Why Self Care is Important for Caregivers
To effectively care for others, you have to be healthy yourself. Mentally, physically, and emotionally. This is why self care is so important for caregivers; to avoid burnout and ensure that a positive quality of life is maintained for all.
Who’s a Caregiver?
The term “caregiver” encompasses many individuals. Those who care for the elderly, children, and others with “chronic or debilitating medical conditions,” are all considered caregivers. This includes parents of small children, adults who are caring for their aging parents, and professional caregivers.

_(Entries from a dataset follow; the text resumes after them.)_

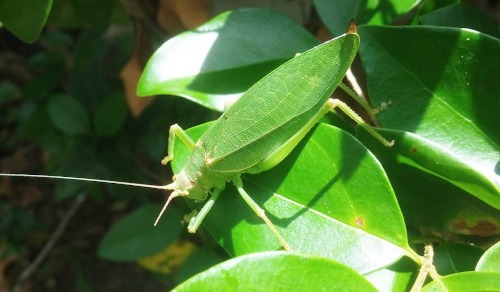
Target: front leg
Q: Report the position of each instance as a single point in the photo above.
(260, 212)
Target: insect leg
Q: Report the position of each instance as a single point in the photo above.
(260, 212)
(353, 115)
(176, 130)
(195, 222)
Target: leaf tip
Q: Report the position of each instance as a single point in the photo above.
(352, 29)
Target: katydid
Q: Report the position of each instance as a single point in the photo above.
(261, 129)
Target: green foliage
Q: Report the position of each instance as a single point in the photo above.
(353, 210)
(134, 237)
(217, 62)
(25, 18)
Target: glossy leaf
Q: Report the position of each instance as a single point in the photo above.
(335, 14)
(429, 6)
(110, 115)
(451, 258)
(135, 237)
(466, 282)
(428, 202)
(329, 197)
(25, 18)
(277, 271)
(68, 115)
(490, 261)
(448, 99)
(462, 15)
(221, 59)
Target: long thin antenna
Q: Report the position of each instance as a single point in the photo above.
(165, 187)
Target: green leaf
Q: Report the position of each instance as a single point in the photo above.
(277, 271)
(490, 261)
(25, 18)
(462, 15)
(329, 197)
(451, 258)
(448, 99)
(110, 115)
(198, 261)
(135, 237)
(8, 91)
(68, 115)
(399, 277)
(221, 59)
(337, 14)
(429, 202)
(467, 282)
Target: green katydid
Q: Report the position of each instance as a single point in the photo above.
(260, 130)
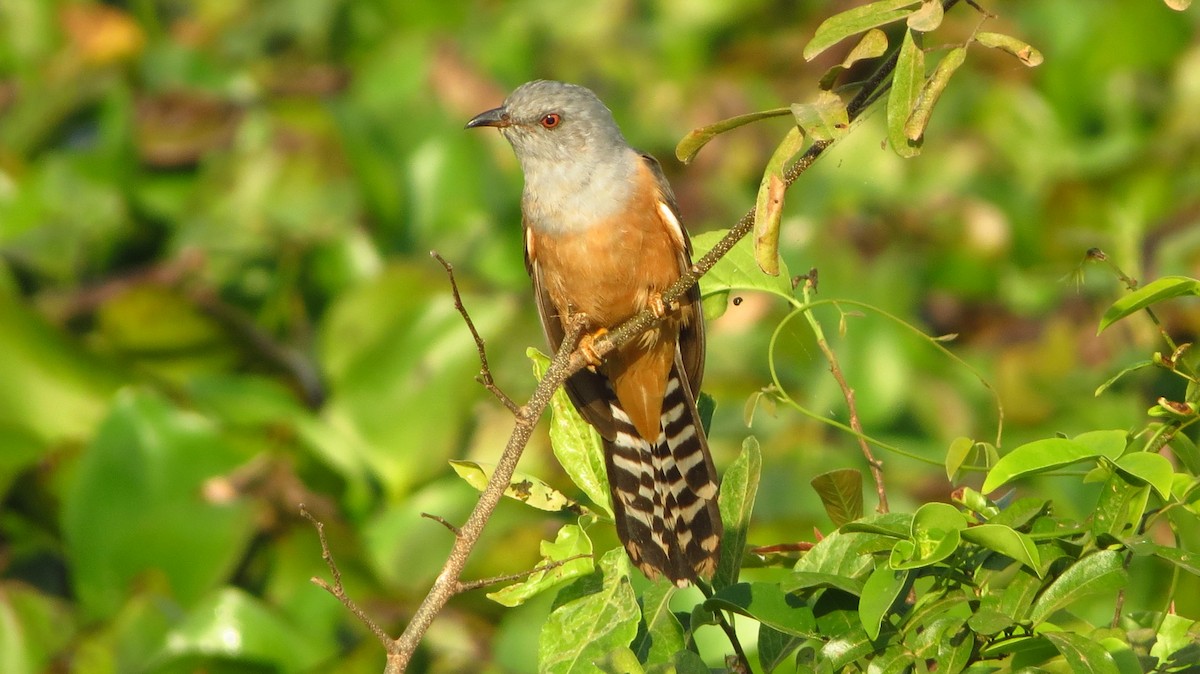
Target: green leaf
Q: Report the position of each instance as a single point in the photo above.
(1083, 655)
(234, 625)
(1114, 379)
(571, 541)
(915, 127)
(880, 594)
(841, 493)
(928, 17)
(161, 516)
(1041, 456)
(1006, 541)
(1150, 468)
(873, 44)
(576, 445)
(592, 617)
(619, 661)
(852, 22)
(767, 603)
(906, 83)
(1187, 452)
(935, 535)
(1110, 444)
(1020, 512)
(1023, 50)
(33, 629)
(691, 144)
(1097, 572)
(803, 581)
(738, 270)
(774, 647)
(1186, 560)
(1155, 292)
(525, 488)
(825, 119)
(768, 208)
(739, 487)
(1120, 507)
(660, 635)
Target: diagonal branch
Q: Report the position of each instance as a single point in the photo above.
(567, 361)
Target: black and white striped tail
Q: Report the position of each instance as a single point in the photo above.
(664, 493)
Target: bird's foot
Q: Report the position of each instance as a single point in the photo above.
(588, 347)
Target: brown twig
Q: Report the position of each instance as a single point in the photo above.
(336, 589)
(485, 372)
(567, 361)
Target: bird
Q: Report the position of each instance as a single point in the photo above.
(604, 239)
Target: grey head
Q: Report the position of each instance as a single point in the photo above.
(576, 163)
(555, 121)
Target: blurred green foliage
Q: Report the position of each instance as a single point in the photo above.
(216, 300)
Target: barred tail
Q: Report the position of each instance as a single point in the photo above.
(664, 493)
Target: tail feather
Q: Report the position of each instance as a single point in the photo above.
(665, 493)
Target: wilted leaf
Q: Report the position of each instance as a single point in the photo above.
(928, 17)
(915, 128)
(852, 22)
(1019, 48)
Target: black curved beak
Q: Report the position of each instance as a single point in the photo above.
(496, 116)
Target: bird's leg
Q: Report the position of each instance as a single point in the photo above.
(588, 347)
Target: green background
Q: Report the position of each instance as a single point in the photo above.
(216, 299)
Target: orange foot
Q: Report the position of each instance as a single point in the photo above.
(657, 306)
(588, 348)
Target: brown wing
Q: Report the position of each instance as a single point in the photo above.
(691, 336)
(588, 390)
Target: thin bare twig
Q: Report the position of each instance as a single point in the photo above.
(336, 589)
(485, 372)
(443, 522)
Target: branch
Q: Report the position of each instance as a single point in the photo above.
(567, 361)
(485, 372)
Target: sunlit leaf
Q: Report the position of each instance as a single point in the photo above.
(767, 603)
(1097, 572)
(1039, 456)
(1158, 290)
(880, 593)
(739, 487)
(1083, 655)
(570, 542)
(1150, 468)
(525, 488)
(593, 617)
(1019, 48)
(1006, 541)
(574, 441)
(852, 22)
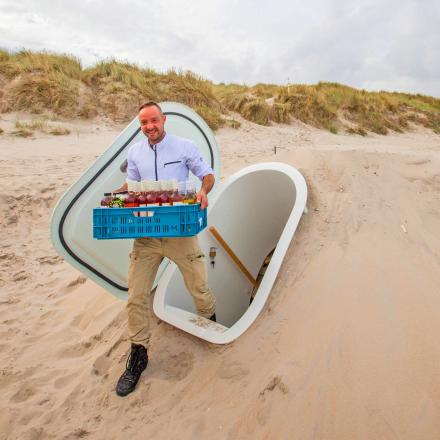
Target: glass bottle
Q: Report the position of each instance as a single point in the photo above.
(163, 195)
(105, 201)
(190, 193)
(117, 200)
(152, 193)
(176, 198)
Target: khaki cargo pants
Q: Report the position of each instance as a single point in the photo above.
(145, 260)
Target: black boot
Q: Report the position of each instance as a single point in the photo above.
(136, 363)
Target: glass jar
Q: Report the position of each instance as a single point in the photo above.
(105, 201)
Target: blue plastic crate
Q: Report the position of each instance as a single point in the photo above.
(154, 221)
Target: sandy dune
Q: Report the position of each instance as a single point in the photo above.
(346, 348)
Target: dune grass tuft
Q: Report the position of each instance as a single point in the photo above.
(41, 82)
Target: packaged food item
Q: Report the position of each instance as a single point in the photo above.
(176, 197)
(152, 193)
(133, 186)
(190, 193)
(117, 200)
(131, 200)
(163, 193)
(105, 201)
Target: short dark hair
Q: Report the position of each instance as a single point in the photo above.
(150, 104)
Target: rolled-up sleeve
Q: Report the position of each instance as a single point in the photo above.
(132, 169)
(195, 162)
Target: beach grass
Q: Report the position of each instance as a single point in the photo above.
(42, 82)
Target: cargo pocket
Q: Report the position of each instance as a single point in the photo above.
(198, 271)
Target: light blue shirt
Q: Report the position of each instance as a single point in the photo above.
(171, 158)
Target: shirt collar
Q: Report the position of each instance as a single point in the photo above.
(162, 142)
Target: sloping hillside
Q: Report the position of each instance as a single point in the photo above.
(58, 85)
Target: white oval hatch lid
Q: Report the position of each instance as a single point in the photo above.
(106, 261)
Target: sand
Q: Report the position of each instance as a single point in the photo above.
(347, 346)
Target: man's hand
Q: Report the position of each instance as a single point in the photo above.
(202, 198)
(123, 188)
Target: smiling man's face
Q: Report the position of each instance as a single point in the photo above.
(152, 123)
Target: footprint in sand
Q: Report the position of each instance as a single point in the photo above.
(175, 367)
(24, 393)
(232, 371)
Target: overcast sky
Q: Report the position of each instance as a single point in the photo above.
(374, 44)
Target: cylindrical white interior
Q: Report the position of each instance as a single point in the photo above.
(250, 214)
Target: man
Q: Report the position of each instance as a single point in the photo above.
(162, 156)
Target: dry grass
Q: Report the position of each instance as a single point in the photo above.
(25, 61)
(27, 128)
(40, 82)
(22, 132)
(59, 131)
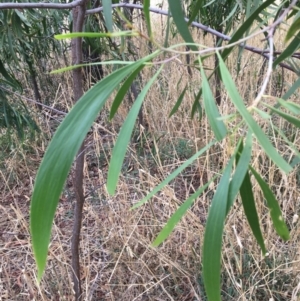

The role of a caregiver is a large one. Helping another to eat and bathe, or taking care of tasks around the house, running errands, while remembering doctors appointments on top of personal obligations can lead to a considerable amount of stress. It’s an admirable role; the act of helping another is one of great selflessness and compassion.
Look Out for Caregiver Burnout
It’s been shown that when caregivers neglect their physical, emotional, and psychological needs, it can lead to caregiver burnout. It’s reported that caregivers are likely to experience guilt when they take the time they need for themselves, instead of focusing on the person they primarily care for.
When burnout sets in, caregivers may begin to experience feelings of helplessness and hopelessness, depression, changes in appetite or weight, and even feelings of wanting to hurt themselves or the person they are caring for.
Caregiver burnout is a mental condition and is not a moral failing. It’s one that requires professional help and a re-evaluation of self care.